Dans les années 1960 d'une Amérique raciste, les premiers super-héros noirs font leur apparition. Stan Lee et Jack Kirby dressent un héros en rupture avec les mœurs populaires : Black Panther (La Panthère Noire). La bande dessinée mûrit et sort de l’enfance. Elle se confronte à des problématiques sociétales et explore la frontière narrative entre le réel et la fiction. Au-delà du simple divertissement, les comics book transmettent des messages largement inspirés du climat sociopolitique. La réception ne vise plus un lectorat enfantin mais un public véritablement mature et éveillé.

La rébellion Mai 68

La bande dessinée est un genre non-académique.
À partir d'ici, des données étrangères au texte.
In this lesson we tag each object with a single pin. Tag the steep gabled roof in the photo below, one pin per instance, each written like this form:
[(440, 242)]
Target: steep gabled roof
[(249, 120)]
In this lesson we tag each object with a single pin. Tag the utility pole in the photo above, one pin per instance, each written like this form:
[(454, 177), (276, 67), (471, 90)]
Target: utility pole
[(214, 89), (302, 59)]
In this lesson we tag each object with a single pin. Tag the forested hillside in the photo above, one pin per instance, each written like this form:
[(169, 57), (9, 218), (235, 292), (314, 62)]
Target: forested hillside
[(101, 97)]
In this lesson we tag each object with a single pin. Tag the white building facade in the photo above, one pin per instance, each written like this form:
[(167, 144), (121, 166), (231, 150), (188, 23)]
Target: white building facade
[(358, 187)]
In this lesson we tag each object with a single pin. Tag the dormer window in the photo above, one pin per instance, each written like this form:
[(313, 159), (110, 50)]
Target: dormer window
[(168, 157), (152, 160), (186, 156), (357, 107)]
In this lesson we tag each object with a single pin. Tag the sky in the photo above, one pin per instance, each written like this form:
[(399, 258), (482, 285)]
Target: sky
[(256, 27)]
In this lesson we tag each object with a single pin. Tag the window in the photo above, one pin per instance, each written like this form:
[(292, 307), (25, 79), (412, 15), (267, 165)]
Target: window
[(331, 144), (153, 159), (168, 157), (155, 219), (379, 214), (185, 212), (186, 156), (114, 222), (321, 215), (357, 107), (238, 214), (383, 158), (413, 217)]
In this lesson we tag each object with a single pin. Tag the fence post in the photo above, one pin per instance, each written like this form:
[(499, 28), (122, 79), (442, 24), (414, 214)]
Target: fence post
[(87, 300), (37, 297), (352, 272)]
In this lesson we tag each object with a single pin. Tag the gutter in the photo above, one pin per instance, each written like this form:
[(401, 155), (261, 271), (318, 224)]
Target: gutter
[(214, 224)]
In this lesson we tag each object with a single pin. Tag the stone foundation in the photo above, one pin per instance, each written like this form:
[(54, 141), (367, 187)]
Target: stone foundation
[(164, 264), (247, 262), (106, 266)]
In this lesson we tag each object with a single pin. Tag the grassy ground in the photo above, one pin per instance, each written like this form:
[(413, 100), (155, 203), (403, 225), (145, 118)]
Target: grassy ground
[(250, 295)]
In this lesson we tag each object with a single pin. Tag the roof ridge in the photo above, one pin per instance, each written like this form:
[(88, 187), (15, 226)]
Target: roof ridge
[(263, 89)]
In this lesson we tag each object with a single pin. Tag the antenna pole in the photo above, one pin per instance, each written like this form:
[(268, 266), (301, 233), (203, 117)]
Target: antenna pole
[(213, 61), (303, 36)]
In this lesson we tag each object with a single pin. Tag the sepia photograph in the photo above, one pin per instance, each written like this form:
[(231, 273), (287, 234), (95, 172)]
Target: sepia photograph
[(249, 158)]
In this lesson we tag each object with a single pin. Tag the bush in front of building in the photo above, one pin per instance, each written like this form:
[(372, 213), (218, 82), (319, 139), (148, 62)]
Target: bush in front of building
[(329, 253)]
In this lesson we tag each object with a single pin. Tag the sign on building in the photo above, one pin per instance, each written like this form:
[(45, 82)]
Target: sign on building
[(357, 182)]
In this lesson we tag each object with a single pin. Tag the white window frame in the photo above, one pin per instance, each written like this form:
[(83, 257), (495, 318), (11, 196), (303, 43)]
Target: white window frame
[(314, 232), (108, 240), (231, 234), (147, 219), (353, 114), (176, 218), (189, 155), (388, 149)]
Dès les années 1960, elle se transforme en un outil de rébellion pour critiquer la société contemporaine. En 1968 c’est un immense bouleversement, la BD est le fer de lance des révoltes estudiantines. Elle est valorisée par les auteurs et le système universitaire, et refuse le statut de non-culture au profit de celui de contre-culture. Christin et Mézières incarnent ce tournant du Neuvième art suite à Valérian et Laureline (1967). Ils introduisent l’une des premières héroïnes féminines qui s’ajoute aux côtés de Wonder Woman de William Moulton Marston et H.G. Peter. Ils transmettent dans les aventures du binôme des idées de libération sexuelle, d’écologie, mais aussi un refus des appartenances, comme dans La Cité des eaux mouvantes (1970). Ils vont inspirer Georges Lucas pour son intemporel Stars Wars. Désormais, la culture populaire intègre pleinement la bande dessinée.

Valérian et Laureline : La Cité des eaux mouvantes

Et les mangas alors ?

Il est difficile de comparer l’évolution des mangas à celle des bandes dessinées européennes. Les premiers rouleaux narratifs japonais (emakimono) remontent à l’époque de Nara, au VIIIème siècle de notre ère. Au XVIIème siècle, les Japonais inventent les estampes à lire. Au début du XIXème siècle, Hokusai donne son nom au terme manga qui signifie « croquis rapide » en référence aux nombreuses caricatures qu’il publie entre 1814 et 1834. Avec l’arrivée du Japonisme en Occident, les cultures européennes et japonaises s’entremêlent ; les auteurs de BD empruntent la ligne claire tandis que les mangaka s’inspirent de l’art nouveau. Dans les années 1870, l’influence mutuelle entre le Japon et l’Europe est à son apogée. Comme la bande dessinée, le manga sert d’arme de propagande. Puis avec l’occupation américaine, il adopte l’expressivité et le dynamisme de Walt Disney et des comics américains, dont Osamu Tezuka (Astro Boy, 1952) en est le représentant.

La consécration

Après 68’, la bande dessinée se voit enfin récompensée du titre qui lui revient : un genre de littérature. En 1991, c’est l’ultime acte de reconnaissance qui lui est rendu par l’Académie Française qui cherche à démocratiser la culture. La bande dessinée entre dans l’espace littéraire. L’année suivante, le prix du meilleur livre de l’année est décerné à Enki Bilal pour le bouleversant Froid Équateur.

Enki Bilal - La trilogie Nikopol

Aujourd'hui la bande dessinée tient une place majeure dans la littérature française et internationale. En effet, sur les 59 millions de Français qui se déclarent lecteurs en 2019, 51% d’entre eux lisent des bandes dessinées, des comics ou des mangas, ce qui hisse ce genre littéraire au deuxième rang des littératures les plus lues après les romans. Pourtant, elle reste un objet mystérieux, difficile à définir en raison de son histoire littéralement « horsnorme » et son caractère « bâtard », à la fois image et texte.